Reputation: 4290
I use igraph
package in R
for Social Network Analysis. I decide to work with Movielens Dataset (Movies Section)
, I also loaded the igraph Library
, when I wanted to work with adjacency matrix.
The dataset loaded successfully, and these r my codes.

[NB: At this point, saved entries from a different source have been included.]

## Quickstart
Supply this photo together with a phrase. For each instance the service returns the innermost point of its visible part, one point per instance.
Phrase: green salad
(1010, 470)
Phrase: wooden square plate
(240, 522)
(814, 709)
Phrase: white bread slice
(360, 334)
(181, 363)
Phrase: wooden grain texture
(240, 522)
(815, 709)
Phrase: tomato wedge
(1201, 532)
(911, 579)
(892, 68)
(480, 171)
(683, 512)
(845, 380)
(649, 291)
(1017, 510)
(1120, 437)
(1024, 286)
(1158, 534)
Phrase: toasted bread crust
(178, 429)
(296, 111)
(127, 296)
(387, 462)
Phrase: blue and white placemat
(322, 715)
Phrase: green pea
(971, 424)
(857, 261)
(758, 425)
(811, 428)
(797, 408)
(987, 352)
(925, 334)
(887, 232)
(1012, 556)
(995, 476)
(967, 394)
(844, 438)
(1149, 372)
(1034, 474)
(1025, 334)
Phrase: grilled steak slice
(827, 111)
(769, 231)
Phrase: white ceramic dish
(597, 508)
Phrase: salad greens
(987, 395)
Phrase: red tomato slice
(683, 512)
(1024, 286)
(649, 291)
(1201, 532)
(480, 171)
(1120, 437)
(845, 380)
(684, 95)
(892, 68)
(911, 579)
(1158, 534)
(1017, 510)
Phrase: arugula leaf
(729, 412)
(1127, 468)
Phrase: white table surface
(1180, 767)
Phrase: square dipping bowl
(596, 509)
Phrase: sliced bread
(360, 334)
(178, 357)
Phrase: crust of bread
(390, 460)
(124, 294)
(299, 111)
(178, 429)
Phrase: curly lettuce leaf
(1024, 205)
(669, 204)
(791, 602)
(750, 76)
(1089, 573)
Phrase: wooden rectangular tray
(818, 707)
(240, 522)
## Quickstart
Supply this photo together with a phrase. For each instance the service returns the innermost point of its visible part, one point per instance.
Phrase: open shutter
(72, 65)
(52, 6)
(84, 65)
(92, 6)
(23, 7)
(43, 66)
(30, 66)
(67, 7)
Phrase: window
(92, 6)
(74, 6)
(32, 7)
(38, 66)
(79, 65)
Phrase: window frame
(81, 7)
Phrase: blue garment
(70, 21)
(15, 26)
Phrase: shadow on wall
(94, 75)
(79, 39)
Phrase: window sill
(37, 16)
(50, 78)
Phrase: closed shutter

ff = read.csv("D:/TMU/DataSet/MovieLens/movies.csv", header = TRUE)
ff
mtr = as.matrix(ff)
gr = graph.adjacency(mtr, mode = "undirected", weighted = NULL, diag = FALSE)
I faced with this error :
Error in graph.adjacency.dense(adjmatrix, mode = mode, weighted = weighted, :
At structure_generators.c:274 : Non-square matrix, Non-square matrix
In addition: Warning message:
In mde(x) : NAs introduced by coercion
is there a problem with dataset or what ?
Upvotes: 1
Views: 2322
Reputation: 25894
Okay, using the small dataset from https://grouplens.org/datasets/movielens/ which has dimension 9125x3
Download the data (you may need to tweak the mode
in the download.file
if you are using windows)
pth <- "http://files.grouplens.org/datasets/movielens/ml-latest-small.zip"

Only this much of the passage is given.